Pusat promosi produk pertanian memiliki jargon Sahabat Pro Petani (Sejahtera Berkat Pusat Promosi Produk Perkebunan dan Pertanian).

“Makanya petani melalui kelompok tani kami fasilitasi untuk menjual hasil taninya langsung ke perusahaan konsumen dengan bantuan lembaga pro petani,” tuturnya.

Pembentukan pusat promosi produk pertanian itu merupakan perwujudan Pasal 19 Undang-Undang Nomor 16 Tahun 2006 tentang Sistem Penyuluhan Pertanian, Perikanan, dan Kehutanan, Pasal 48 Undang-Undang Nomor 19 Tahun 2013 tentang Perlindungan dan Pemberdayaan Petani, dan Peraturan Menteri Pertanian Nomor 67/Permentan/SM.050/12/2016 tentang Pembinaan Kelembagaan Tani.

“Kalau tidak difasilitasi kasihan petani karena selisih harganya terlalu besar. Pemerintah perlu turun tangan untuk mengatasinya agar nantinya petani bisa lebih sejahtera,” sebutnya.

Menurut Yana, pembentukan pusat promosi itu sudah dimasukkan ke dalam Rencana Pembangunan Jangka Menengah Daerah (RPJMD) yang mengacu pada Peraturan Daerah Nomor 4/2016.

“Ada sub-agenda prioritas untuk mewujudkan pusat promosi produk pertanian dalam agenda prioritas pembangunan. Kami (Dinas Pertanian) berupaya merencanakan dan merealisasikannya dalam pelaksanaan pembangunan,” ucap dia.

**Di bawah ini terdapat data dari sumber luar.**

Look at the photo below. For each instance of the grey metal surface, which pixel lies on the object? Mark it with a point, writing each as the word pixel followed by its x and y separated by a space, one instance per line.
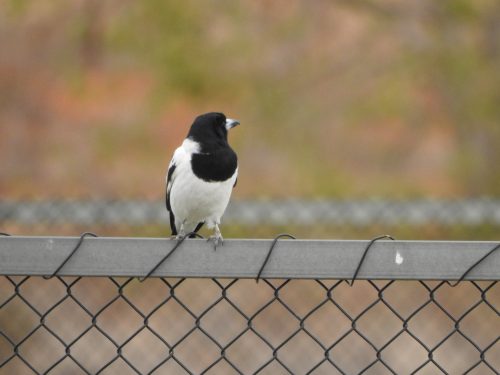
pixel 241 258
pixel 258 212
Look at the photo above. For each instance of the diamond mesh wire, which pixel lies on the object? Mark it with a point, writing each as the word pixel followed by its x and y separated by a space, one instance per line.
pixel 110 325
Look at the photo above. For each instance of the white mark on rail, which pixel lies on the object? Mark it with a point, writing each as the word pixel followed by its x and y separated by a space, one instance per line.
pixel 399 258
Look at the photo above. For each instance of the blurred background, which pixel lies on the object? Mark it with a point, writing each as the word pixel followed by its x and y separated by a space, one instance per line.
pixel 355 103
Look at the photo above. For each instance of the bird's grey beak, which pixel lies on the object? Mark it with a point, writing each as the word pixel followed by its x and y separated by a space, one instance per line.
pixel 230 123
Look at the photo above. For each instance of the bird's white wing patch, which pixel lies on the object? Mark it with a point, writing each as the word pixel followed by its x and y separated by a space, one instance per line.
pixel 181 158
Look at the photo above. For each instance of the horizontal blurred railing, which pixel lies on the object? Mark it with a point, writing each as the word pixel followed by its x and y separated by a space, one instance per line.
pixel 258 212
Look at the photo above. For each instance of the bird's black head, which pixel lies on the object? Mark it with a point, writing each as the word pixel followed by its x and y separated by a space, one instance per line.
pixel 210 129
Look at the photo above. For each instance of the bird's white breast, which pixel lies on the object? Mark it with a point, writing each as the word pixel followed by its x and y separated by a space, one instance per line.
pixel 194 200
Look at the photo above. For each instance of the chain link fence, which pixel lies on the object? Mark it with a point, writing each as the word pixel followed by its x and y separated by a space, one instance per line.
pixel 236 326
pixel 118 325
pixel 418 219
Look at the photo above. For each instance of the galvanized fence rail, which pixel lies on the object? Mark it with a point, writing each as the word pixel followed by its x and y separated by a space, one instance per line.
pixel 202 312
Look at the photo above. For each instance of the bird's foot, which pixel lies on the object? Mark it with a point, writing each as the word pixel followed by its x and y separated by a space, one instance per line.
pixel 216 239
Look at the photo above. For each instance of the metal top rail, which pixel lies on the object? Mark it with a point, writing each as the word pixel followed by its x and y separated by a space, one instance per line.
pixel 242 258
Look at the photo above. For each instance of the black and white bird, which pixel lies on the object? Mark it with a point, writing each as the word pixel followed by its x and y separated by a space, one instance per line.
pixel 201 176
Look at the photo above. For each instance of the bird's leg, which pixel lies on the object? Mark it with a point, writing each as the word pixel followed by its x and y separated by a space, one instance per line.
pixel 180 234
pixel 216 237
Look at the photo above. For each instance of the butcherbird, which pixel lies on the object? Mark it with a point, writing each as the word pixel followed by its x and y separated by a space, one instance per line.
pixel 201 176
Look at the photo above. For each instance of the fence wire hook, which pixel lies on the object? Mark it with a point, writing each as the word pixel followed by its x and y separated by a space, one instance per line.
pixel 80 241
pixel 370 244
pixel 176 246
pixel 275 241
pixel 473 266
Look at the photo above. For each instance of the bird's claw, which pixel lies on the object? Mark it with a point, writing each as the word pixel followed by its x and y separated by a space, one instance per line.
pixel 217 239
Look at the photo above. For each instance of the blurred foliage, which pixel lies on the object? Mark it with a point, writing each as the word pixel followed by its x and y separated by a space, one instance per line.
pixel 337 98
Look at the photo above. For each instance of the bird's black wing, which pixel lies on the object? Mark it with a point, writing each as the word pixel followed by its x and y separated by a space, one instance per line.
pixel 170 173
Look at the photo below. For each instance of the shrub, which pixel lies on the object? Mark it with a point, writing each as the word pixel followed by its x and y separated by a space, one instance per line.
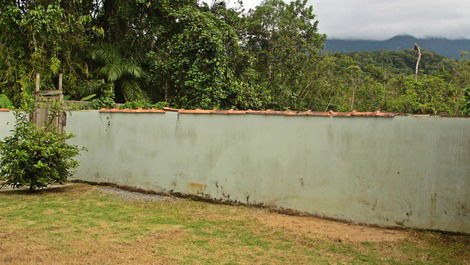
pixel 35 157
pixel 143 104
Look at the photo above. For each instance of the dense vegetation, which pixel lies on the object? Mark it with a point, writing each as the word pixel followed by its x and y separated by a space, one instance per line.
pixel 191 55
pixel 34 156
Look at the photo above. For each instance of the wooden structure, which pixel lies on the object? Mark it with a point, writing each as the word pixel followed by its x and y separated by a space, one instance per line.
pixel 44 99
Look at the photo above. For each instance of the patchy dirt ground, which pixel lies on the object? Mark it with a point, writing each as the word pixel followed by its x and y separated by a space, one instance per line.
pixel 321 228
pixel 83 224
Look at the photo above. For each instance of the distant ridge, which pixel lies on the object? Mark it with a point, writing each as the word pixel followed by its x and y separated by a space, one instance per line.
pixel 446 47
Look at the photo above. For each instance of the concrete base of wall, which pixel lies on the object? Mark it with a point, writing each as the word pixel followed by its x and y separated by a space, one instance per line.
pixel 386 171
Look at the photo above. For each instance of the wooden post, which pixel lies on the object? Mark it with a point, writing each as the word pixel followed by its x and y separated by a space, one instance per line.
pixel 60 82
pixel 418 49
pixel 38 81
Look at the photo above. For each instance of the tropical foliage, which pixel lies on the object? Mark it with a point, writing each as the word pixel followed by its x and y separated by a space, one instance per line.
pixel 35 157
pixel 194 55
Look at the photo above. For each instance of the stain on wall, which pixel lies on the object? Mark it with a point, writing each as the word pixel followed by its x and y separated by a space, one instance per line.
pixel 400 171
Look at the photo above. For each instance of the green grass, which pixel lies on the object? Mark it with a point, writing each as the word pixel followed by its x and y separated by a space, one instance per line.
pixel 80 224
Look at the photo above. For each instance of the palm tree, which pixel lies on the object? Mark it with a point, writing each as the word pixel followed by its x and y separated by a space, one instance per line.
pixel 122 72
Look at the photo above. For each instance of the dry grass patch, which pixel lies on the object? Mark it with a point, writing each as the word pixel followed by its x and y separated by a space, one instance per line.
pixel 81 224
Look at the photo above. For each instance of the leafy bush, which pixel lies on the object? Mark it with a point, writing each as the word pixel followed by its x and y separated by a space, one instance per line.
pixel 104 102
pixel 5 101
pixel 143 104
pixel 35 157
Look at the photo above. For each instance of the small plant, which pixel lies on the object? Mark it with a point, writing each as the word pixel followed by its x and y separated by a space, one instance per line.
pixel 143 104
pixel 35 157
pixel 104 102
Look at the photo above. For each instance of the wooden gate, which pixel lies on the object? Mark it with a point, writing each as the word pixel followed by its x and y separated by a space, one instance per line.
pixel 43 116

Hanya dalam dua pekan setelah pembentukan pusat promosi produk perkebunan dan pertanian Sahabat Pro Petani, sudah menjalin nota kesepahaman (MoU) dengan PT Sinkona Indonesia Lestari (SIL) yang akan menerima tiga hasil komoditas perkebunan yakni pala, sereh wangi, dan minyak daun cengkeh.

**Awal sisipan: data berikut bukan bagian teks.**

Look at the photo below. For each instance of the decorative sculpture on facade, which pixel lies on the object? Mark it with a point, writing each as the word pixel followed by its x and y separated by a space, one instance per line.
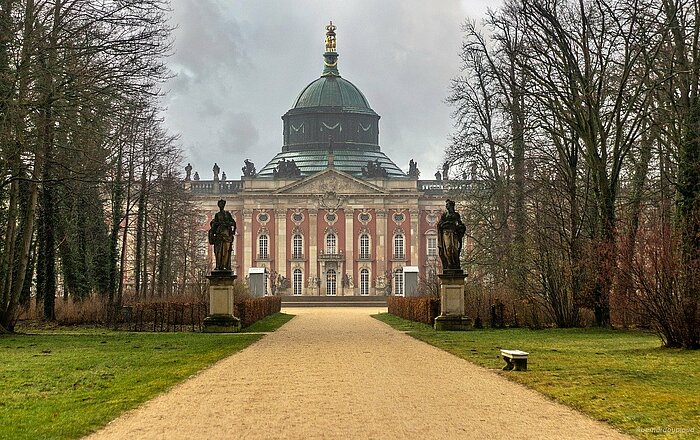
pixel 413 169
pixel 286 169
pixel 374 170
pixel 223 229
pixel 450 234
pixel 248 169
pixel 330 37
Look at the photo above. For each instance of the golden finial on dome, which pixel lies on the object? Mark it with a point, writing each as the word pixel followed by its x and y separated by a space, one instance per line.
pixel 330 37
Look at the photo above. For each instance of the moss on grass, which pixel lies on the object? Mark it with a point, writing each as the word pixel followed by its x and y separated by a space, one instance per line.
pixel 63 386
pixel 621 377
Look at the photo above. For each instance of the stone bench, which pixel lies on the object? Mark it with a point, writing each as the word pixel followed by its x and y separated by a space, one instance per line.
pixel 515 359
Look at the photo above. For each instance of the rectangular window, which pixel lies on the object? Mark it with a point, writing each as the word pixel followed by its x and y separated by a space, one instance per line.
pixel 364 247
pixel 398 282
pixel 297 246
pixel 331 244
pixel 262 247
pixel 297 281
pixel 432 246
pixel 364 282
pixel 399 252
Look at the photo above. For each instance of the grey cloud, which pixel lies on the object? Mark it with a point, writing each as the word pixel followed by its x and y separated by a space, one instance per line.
pixel 242 63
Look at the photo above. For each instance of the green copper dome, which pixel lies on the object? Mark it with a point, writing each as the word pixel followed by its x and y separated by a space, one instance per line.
pixel 332 91
pixel 331 115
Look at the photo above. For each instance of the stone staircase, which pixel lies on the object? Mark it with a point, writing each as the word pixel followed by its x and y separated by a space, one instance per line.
pixel 334 301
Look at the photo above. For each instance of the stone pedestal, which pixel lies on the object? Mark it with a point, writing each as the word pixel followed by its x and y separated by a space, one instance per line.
pixel 452 302
pixel 257 281
pixel 221 309
pixel 410 281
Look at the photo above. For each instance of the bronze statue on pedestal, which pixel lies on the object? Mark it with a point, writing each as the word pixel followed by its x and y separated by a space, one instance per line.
pixel 223 229
pixel 450 234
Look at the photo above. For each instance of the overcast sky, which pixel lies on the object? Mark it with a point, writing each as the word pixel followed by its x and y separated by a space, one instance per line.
pixel 240 64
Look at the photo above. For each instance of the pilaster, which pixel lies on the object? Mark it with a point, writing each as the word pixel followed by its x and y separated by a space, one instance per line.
pixel 248 247
pixel 415 237
pixel 350 247
pixel 381 243
pixel 313 248
pixel 281 241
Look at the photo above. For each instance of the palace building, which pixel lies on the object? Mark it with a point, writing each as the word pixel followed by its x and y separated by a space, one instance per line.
pixel 330 214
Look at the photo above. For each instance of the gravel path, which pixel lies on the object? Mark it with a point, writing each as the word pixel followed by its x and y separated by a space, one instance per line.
pixel 340 374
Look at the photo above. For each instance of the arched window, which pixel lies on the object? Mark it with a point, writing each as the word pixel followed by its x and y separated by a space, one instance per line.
pixel 398 282
pixel 262 247
pixel 331 278
pixel 297 281
pixel 431 245
pixel 364 282
pixel 331 243
pixel 364 246
pixel 399 252
pixel 297 246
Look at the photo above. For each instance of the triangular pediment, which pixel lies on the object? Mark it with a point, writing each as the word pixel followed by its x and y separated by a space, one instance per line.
pixel 330 180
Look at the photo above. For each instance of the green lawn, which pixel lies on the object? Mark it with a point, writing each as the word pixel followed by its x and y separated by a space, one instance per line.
pixel 621 377
pixel 63 385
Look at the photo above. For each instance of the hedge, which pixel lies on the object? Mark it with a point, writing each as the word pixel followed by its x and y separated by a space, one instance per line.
pixel 421 309
pixel 251 310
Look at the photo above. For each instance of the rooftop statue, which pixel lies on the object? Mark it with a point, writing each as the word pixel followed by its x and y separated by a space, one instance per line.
pixel 223 229
pixel 248 169
pixel 413 169
pixel 374 169
pixel 450 234
pixel 445 170
pixel 286 168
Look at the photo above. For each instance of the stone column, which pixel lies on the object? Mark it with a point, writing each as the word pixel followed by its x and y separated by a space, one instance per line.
pixel 415 237
pixel 313 249
pixel 281 241
pixel 410 281
pixel 248 245
pixel 381 245
pixel 350 247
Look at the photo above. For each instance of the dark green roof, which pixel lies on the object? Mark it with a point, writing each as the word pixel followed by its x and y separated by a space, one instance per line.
pixel 348 161
pixel 332 91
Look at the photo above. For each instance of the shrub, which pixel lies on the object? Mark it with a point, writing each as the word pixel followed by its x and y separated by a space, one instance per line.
pixel 250 310
pixel 421 309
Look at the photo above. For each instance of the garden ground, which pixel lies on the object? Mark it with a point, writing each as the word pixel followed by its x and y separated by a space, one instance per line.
pixel 338 373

“Harganya diterima tinggi. Petani bisa menjual tiga komoditas itu seharga Rp10 ribu hingga Rp25 ribu per kilogram. Kapasitas pembelian PT SIL mencapai 4 ribu kilogram minyak daun cengkeh dan 5 ribu kilogram pala per minggunya,” paparnya.

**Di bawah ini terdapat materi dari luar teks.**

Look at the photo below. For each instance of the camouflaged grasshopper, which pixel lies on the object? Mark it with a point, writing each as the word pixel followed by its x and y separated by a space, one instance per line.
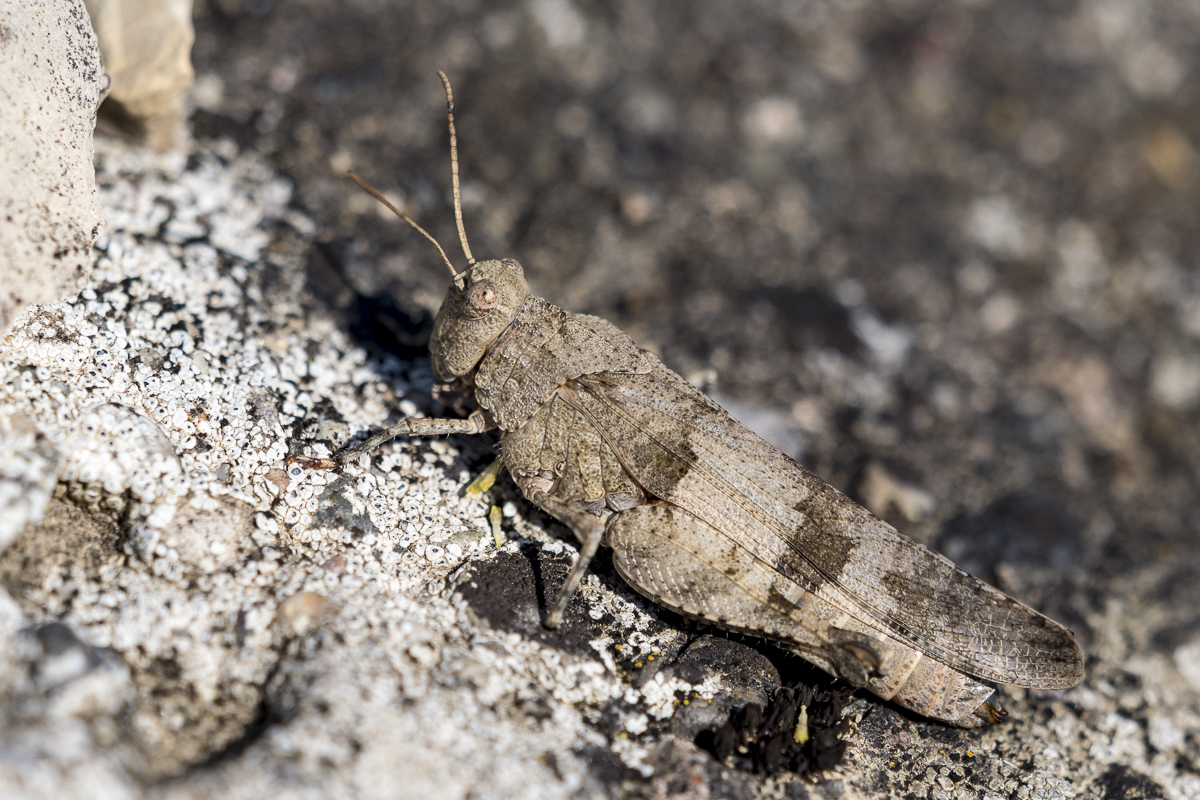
pixel 706 518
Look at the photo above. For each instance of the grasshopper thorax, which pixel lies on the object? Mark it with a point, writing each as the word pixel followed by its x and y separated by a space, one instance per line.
pixel 473 317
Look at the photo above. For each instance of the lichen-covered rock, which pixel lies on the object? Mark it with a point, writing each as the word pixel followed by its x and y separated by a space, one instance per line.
pixel 51 82
pixel 29 469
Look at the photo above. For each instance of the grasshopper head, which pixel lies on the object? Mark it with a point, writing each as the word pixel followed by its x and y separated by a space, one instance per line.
pixel 473 317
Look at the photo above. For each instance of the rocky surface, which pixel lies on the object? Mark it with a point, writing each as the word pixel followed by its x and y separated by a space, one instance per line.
pixel 943 254
pixel 51 83
pixel 147 47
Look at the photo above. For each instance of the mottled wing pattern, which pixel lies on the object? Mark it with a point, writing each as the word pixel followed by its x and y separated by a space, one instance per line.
pixel 683 447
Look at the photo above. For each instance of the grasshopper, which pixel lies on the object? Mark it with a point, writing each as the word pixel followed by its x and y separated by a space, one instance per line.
pixel 705 517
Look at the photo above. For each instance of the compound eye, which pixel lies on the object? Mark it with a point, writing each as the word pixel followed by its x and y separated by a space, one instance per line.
pixel 481 299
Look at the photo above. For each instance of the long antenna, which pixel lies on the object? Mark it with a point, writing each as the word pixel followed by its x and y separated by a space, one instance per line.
pixel 454 170
pixel 373 192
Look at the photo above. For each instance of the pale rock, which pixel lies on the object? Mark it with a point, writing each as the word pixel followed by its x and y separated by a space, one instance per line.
pixel 147 47
pixel 51 83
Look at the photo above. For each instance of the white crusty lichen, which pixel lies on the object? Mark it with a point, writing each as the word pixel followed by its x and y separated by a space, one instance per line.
pixel 168 395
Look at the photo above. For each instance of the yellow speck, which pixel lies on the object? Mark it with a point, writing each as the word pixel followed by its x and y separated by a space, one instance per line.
pixel 493 516
pixel 802 727
pixel 486 479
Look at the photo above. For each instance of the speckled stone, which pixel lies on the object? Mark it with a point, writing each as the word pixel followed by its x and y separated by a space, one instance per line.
pixel 51 83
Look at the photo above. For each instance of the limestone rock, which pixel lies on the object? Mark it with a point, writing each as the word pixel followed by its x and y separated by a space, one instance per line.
pixel 147 47
pixel 51 82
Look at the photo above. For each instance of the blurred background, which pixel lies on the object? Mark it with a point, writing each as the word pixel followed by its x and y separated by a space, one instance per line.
pixel 943 253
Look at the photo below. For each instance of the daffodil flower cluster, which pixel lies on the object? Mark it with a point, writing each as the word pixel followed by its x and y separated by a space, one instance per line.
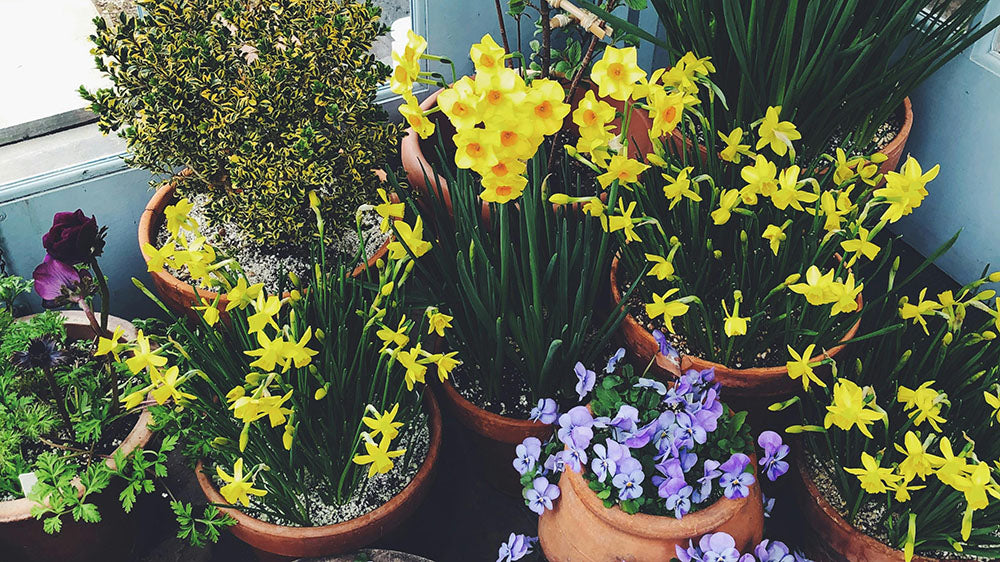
pixel 915 420
pixel 308 391
pixel 500 118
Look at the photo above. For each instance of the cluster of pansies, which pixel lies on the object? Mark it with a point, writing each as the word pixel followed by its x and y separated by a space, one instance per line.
pixel 494 138
pixel 647 446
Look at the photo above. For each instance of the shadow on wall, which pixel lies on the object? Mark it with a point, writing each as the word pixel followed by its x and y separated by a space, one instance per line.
pixel 106 188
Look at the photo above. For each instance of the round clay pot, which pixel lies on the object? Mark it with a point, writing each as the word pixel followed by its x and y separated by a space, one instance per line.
pixel 828 537
pixel 21 535
pixel 758 382
pixel 272 541
pixel 494 437
pixel 178 295
pixel 580 529
pixel 420 156
pixel 893 150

Dalam waktu dekat, Dinas Pertanian akan melakukan kemitraan antara pengolah kopi Bumi Kopi dan Gunumg Tilu dengan para petani kopi, perusahaan teh Tong Tji dengan petani teh, serta petani gula semut aren dengan IKM Bandrek dan Bajigur Hanjuang.

“Saya harap ke depan pusat promosi Sahabat Pro Petani diambi alih Perumda Agro. Sehingga hambatan para petani dalam pemasaran segera teratasi,” tandasnya.